Perché il 70 per cento dei componenti di un'auto non sono realizzati all' interno dello stabilimento di assemblaggio finale. Andare a distinguere le migliaia di parti di una vettura in base ai paesi d' origine, decidendo quali tassare e quali no, sarebbe come cercare di ricostruire il maiale partendo dal salame. Un' impresa impossibile. Così nella guerra del fisco si è deciso, per una sorta di regola non scritta, di mettere tasse e agevolazioni sulla base della sede dello stabilimento di assemblaggio finale.
Se la tendenza protezionista proseguirà, le case finiranno per sdoppiare gli stabilimenti da una parte e dall' altra dei muri fiscali. Un inevitabile aumento di costi che servirà a far contenti i politici per qualche anno prima di scoprire che aumentare i costi di produzione significa diminuzione dei margini.

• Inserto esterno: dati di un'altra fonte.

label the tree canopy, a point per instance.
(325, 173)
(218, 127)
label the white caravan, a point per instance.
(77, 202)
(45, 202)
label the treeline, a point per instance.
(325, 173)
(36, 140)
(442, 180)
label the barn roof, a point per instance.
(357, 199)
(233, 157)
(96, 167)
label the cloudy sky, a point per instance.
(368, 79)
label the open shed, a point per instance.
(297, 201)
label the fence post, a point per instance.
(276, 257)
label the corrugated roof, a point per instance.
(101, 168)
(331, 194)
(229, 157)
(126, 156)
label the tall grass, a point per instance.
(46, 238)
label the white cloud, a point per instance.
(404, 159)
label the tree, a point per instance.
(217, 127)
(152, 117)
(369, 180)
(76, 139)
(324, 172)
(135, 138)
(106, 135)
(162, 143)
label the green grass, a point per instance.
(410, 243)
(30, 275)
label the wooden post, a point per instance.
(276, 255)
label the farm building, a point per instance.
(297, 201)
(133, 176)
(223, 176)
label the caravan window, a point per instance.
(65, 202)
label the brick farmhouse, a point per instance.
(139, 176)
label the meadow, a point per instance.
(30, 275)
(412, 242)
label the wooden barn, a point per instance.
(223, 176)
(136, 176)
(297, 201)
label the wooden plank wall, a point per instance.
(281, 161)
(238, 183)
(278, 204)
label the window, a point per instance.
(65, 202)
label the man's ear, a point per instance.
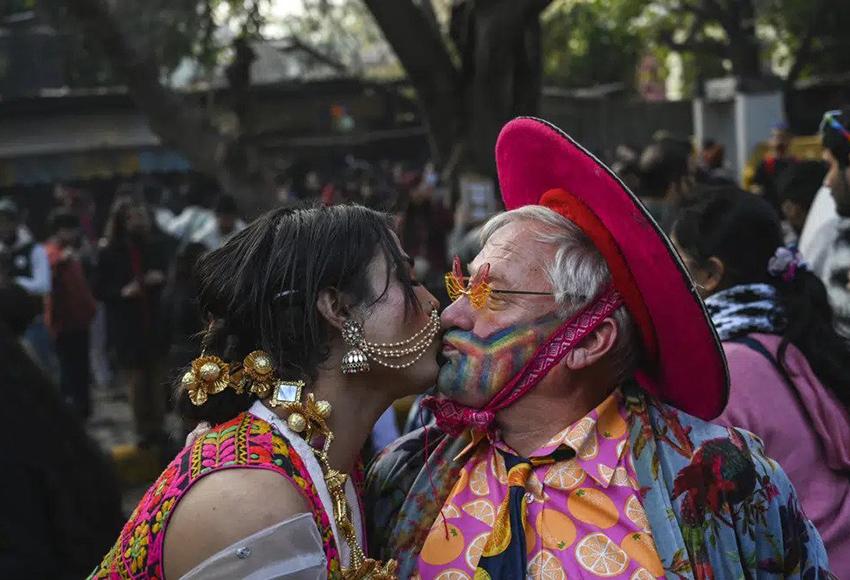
(333, 307)
(594, 346)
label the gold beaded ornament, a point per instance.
(209, 375)
(308, 417)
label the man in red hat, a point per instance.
(572, 437)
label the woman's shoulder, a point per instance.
(223, 508)
(243, 481)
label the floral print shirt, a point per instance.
(585, 518)
(717, 506)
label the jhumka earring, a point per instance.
(354, 361)
(387, 354)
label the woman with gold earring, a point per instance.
(317, 325)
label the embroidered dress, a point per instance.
(717, 506)
(583, 515)
(245, 442)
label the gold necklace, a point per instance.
(314, 424)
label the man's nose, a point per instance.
(458, 314)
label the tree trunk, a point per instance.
(178, 122)
(506, 76)
(466, 104)
(744, 51)
(429, 66)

Con la conseguenza che gli unici ad avvantaggiarsi nel medio periodo saranno i costruttori cinesi, privi di vincoli fiscali nel mercato più grande del mondo.
È in questa complicata geopolitica che Fca deve cercarsi una strada per la grande alleanza. Sapendo che per un' azienda che fa gran parte dell' utile in Usa il punto di vista dell' amministrazione di Washington è decisivo. E che Donald Trump non vedrebbe di buon occhio né la cessione di Jeep ai cinesi né tantomeno ai tedeschi. Questo finirebbe per limitare le possibilità di alleanza del Lingotto alle sole due case americane, Gm o Ford. O, in alternativa, a sceglie un partner di dimensioni più ridotte, come Psa, per mantenere a Detroit lo scettro del comando del nuovo gruppo che ne nascerebbe.

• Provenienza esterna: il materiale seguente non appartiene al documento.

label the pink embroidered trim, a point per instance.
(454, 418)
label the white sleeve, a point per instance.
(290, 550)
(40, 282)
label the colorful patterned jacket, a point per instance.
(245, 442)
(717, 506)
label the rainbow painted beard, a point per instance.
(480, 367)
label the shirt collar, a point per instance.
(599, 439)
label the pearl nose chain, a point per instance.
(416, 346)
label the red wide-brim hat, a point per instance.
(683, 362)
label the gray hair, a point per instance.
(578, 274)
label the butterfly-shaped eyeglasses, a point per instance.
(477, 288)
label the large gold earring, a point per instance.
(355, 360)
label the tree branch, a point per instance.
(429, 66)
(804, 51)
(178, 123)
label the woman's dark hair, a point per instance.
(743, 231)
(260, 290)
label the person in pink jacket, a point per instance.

Decidere le mosse I tempi di queste mosse, a meno di clamorosi colpi di scena, non dovrebbero essere immediati. Il nuovo numero uno di Fca, Mike Manley, avrà bisogno di tempo per scegliere i suoi collaboratori e definire le mosse. La prima sarà inevitabilmente quella di scegliere il nuovo responsabile delle attività europee al posto di Alfredo Altavilla.

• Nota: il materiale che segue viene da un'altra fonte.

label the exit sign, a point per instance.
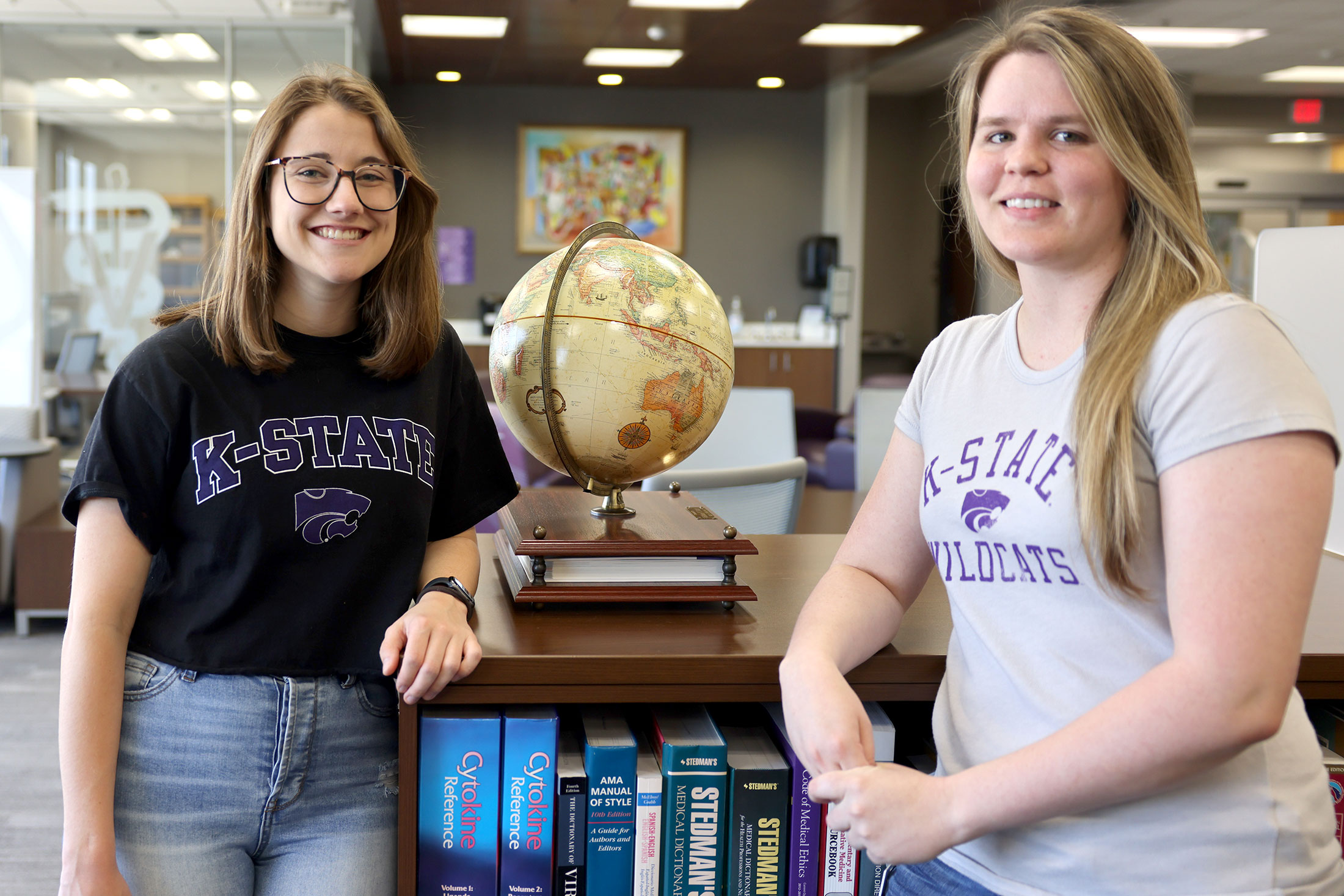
(1307, 112)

Le ipotesi che circolano, in questo caso, coinvolgono sia manager interni, come il torinese Pietro Gorlier (oggi a capo di marelli) o il francese Olivier Francois, responsabile del marketing del gruppo e del brand Fiat. Ma circolano anche indiscrezioni su clamorosi ritorni come quello di Luca De Meo, attuale numero uno di Seat, o di un altro Marchionne boy come Antonio Baravalle, attuale ceo di Lavazza. Ipotesi, ovviamente, solo ipotesi. La decisione dovrebbe arrivare in questo caso a fine agosto, quando anche formalmente Altavilla lascerà l' incarico.
Anche queste scelte interne al Lingotto serviranno a capire come intende muoversi il gruppo nell' era Manley, quale nuovo rapporto esisterà tra le attività Usa e quelle nel vecchio Continente. Soprattutto in quale modo il nuovo amministratore delegato proverà a risolvere l' annoso problema della limitata presenza sul mercato cinese: «Il dossier della Cina - ha detto nella sua prima conference call del 25 luglio - è uno dei nostri impegni più importanti».